Notre problème est un problème humain pour ceux qui veulent y tenir compte, nous ne demandons qu’une bonne justice : devant la politique de coercition de terreur de Bourguiba et l’indifférence de cette affaire de famille qu’est son gouvernement vis-à-vis de notre sort nous avons besoin d’une revanche, l’on a pas besoin d’une formation universitaire poussée pour réaliser une vie d’homme et réussir cette révolution de survie. Ce n’est pas nous qui étoufferons la pression sociale en France.
J’ai saisi, et non sans surprise le sens du rôle qui nous a été confié traîtreusement : « On a beau se payer des immigrés comme en France ou en Allemagne ça risque de sentir la poudre », (Tout numéro 8). Moi je la sens déjà cette poudre, je ne veux plus continuer à être privé de vie, une sécheresse de cœur et un détachement total ont fait de moi pendant 4 ans de chômage en Tunisie un révolutionnaire complet, mon corps se nourrissait avec plus de haine que de biftecks et c’est cette haine qui est à l’origine de ma révolution : La mienne comme la vôtre a un sens, il ne reste plus qu’à agir c’est justement obéir à ses sentiments de révolté, d’opprimé, ça n’a rien à voir avec le parti communiste et dans aucun des cas vous ne serez endoctrinés. Cessez de penser à vos progrès matériels : La vie est très chère et le ticket de métro va bientôt augmenter. Ressentez comme moi la joie la plus animale en pensant qu’avec l’appui de la gauche, qu’avec cette messe ouvrière et estudiantine nous pourrions libérer notre patrie du néo colonialisme et découvrir à tout Jamais les parties cachées et pour que le travailleur immigré ne souffre plus de cette discrimination salariale, raciale et sociale.

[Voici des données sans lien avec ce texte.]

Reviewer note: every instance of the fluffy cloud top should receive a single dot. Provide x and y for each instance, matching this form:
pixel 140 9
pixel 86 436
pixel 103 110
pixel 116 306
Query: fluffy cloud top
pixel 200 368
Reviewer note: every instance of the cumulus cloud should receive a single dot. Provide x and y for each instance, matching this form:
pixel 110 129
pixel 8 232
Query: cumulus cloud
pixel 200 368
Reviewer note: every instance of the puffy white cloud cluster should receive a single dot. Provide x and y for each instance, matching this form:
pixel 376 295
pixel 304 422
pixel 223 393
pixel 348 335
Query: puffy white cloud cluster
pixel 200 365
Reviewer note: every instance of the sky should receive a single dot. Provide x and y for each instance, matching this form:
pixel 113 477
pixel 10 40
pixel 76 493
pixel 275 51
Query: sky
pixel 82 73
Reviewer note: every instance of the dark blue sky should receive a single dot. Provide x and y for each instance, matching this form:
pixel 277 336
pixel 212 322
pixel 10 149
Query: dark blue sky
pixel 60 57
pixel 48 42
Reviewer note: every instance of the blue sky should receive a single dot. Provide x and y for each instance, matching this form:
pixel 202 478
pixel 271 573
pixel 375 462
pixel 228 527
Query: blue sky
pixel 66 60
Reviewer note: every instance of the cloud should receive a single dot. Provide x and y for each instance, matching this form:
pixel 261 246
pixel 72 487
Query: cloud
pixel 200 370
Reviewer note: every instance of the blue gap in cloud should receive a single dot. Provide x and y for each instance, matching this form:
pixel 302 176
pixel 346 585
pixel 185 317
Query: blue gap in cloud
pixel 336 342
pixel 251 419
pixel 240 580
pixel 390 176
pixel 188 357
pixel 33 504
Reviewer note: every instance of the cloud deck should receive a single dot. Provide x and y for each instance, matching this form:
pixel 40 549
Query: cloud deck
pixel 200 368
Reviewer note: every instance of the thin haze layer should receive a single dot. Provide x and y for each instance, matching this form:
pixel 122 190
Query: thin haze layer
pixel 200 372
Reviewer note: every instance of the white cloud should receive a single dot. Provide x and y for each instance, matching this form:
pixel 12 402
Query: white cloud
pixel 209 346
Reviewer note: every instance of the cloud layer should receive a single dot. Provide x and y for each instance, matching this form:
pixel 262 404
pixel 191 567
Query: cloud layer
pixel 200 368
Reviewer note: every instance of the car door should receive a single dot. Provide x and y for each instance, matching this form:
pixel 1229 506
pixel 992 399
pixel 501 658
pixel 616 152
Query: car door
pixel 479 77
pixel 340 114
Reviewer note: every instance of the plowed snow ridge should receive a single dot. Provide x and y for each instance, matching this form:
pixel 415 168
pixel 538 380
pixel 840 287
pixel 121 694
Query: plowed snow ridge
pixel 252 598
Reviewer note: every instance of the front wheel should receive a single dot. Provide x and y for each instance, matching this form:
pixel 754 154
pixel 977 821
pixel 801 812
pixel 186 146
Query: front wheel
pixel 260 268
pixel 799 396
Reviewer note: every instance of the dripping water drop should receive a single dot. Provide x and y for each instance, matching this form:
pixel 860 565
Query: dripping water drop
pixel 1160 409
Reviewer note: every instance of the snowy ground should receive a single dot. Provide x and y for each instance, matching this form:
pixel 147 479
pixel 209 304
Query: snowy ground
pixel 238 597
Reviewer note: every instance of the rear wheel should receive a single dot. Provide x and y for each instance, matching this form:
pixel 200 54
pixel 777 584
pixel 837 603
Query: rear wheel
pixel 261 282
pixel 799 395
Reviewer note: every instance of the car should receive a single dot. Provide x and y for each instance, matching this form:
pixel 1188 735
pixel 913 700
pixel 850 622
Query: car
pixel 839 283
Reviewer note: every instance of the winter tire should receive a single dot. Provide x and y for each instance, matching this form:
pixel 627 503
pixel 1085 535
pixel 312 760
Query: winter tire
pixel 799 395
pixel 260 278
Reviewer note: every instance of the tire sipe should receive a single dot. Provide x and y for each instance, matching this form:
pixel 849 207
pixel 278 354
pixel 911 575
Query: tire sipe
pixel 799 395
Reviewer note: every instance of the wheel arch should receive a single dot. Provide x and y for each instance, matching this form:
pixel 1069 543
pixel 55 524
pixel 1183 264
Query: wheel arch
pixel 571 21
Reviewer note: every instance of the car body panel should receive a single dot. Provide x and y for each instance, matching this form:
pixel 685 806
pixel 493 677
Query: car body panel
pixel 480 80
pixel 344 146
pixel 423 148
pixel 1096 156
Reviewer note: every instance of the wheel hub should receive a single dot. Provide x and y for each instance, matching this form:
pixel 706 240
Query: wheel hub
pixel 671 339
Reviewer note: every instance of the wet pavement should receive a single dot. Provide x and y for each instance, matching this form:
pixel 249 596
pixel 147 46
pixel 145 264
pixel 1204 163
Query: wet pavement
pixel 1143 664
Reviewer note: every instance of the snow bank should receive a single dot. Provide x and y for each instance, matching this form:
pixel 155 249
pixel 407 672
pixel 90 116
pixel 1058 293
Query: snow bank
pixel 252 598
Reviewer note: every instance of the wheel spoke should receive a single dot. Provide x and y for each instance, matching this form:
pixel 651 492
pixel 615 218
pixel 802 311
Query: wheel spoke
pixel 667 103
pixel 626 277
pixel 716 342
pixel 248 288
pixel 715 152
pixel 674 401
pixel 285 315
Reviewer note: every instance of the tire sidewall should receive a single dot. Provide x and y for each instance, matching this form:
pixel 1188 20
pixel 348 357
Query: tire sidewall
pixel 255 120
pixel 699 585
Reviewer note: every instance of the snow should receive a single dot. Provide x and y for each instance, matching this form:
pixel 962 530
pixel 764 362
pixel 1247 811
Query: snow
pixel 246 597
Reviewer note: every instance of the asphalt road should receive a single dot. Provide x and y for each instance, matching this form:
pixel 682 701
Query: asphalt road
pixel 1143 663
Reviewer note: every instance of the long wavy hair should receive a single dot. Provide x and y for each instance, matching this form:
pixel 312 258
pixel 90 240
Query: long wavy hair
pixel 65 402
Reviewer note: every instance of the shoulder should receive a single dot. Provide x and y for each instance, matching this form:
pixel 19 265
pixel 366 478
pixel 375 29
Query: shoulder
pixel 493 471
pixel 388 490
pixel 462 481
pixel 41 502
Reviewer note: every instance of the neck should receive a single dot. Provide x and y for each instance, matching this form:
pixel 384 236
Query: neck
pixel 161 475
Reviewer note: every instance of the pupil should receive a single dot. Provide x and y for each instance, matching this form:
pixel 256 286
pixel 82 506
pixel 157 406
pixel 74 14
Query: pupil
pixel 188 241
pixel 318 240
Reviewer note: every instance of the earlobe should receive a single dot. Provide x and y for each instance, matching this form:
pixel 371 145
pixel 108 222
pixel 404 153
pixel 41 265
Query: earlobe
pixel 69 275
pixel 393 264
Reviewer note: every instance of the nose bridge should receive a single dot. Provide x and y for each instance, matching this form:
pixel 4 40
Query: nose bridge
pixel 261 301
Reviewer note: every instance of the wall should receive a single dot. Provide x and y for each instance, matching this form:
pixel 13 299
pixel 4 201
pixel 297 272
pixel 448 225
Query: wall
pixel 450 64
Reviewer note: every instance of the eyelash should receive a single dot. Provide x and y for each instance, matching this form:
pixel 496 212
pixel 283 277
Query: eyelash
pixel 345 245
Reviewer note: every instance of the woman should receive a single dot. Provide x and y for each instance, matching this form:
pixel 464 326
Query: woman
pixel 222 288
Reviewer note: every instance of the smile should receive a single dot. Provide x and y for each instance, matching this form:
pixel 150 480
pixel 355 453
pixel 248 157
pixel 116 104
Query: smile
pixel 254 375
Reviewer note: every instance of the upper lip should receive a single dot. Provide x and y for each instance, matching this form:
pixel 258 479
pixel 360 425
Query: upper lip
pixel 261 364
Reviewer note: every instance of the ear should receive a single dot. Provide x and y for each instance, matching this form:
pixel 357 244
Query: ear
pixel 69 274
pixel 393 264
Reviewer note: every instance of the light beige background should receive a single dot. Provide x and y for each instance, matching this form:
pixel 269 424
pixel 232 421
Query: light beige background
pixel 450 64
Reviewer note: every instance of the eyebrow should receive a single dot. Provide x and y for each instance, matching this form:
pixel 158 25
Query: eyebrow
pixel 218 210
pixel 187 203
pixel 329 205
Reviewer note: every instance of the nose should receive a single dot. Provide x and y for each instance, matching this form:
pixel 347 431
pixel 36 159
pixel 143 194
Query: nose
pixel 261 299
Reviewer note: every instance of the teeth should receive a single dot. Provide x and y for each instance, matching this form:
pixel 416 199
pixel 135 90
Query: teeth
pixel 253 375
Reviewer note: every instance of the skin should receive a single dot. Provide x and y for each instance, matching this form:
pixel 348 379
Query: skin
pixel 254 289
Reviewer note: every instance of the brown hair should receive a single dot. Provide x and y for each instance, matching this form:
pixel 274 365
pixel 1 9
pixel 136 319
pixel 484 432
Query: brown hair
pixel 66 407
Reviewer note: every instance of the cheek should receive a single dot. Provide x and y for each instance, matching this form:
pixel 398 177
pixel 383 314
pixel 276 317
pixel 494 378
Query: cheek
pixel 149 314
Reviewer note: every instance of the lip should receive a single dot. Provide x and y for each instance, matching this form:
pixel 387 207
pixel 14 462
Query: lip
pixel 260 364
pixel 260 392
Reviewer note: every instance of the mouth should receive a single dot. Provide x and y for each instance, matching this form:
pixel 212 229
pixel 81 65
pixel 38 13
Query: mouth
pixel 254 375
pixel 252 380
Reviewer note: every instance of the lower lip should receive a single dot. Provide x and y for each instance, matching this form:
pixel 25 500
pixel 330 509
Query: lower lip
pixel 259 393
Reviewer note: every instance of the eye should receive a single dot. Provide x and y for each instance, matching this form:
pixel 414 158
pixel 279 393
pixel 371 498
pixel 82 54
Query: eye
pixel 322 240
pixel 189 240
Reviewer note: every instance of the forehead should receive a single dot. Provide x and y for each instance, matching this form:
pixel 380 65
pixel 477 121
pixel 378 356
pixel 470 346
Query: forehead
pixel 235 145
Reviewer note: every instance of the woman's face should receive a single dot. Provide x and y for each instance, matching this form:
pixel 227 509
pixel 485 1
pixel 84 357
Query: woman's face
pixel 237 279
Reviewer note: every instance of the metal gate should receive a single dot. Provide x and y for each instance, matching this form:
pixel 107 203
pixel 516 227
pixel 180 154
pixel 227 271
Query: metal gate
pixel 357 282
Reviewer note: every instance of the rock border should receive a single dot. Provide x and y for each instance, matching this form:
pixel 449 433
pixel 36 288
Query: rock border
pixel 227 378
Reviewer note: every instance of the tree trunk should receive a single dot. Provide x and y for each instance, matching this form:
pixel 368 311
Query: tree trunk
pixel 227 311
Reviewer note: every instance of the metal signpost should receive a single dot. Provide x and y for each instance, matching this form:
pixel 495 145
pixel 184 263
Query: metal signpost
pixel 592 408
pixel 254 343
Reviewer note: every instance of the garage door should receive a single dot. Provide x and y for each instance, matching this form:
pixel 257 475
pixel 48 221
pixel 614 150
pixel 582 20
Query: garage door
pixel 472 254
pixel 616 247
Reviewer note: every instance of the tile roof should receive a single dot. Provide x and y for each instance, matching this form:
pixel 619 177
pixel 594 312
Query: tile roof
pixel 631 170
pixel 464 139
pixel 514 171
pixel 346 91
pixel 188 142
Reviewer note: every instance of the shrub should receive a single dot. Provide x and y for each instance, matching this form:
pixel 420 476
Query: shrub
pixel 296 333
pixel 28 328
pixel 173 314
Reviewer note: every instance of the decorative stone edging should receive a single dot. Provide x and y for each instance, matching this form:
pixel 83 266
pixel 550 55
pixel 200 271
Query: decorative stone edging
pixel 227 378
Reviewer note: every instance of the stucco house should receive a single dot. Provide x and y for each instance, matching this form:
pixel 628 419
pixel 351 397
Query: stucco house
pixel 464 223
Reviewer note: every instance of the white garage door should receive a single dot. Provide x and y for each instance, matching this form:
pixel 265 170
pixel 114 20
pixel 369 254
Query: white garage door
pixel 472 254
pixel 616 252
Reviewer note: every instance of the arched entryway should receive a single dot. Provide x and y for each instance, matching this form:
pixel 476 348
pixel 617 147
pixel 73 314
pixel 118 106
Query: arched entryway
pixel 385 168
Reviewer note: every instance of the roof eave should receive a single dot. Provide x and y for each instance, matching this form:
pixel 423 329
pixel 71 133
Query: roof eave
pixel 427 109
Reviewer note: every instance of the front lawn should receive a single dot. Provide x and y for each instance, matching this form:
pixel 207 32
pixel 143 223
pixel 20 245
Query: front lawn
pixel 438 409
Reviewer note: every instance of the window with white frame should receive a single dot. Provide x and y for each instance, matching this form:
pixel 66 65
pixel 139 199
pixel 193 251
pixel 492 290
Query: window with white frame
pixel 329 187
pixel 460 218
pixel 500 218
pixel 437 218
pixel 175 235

Je ne considère dès maintenant que le but visé et c’est la recherche de cette fin qui constituera le centre de ma qualité d’être humain. Moi comme tous les autres immigrés nous avons un long chemin à parcourir pour sortir du noir et livrer une bataille ensanglantée à ceux qui ont marchandé notre peau au nom de la coopération si ce n’est pas au nom du Pèze, du Fric et du Saint Bénéfice.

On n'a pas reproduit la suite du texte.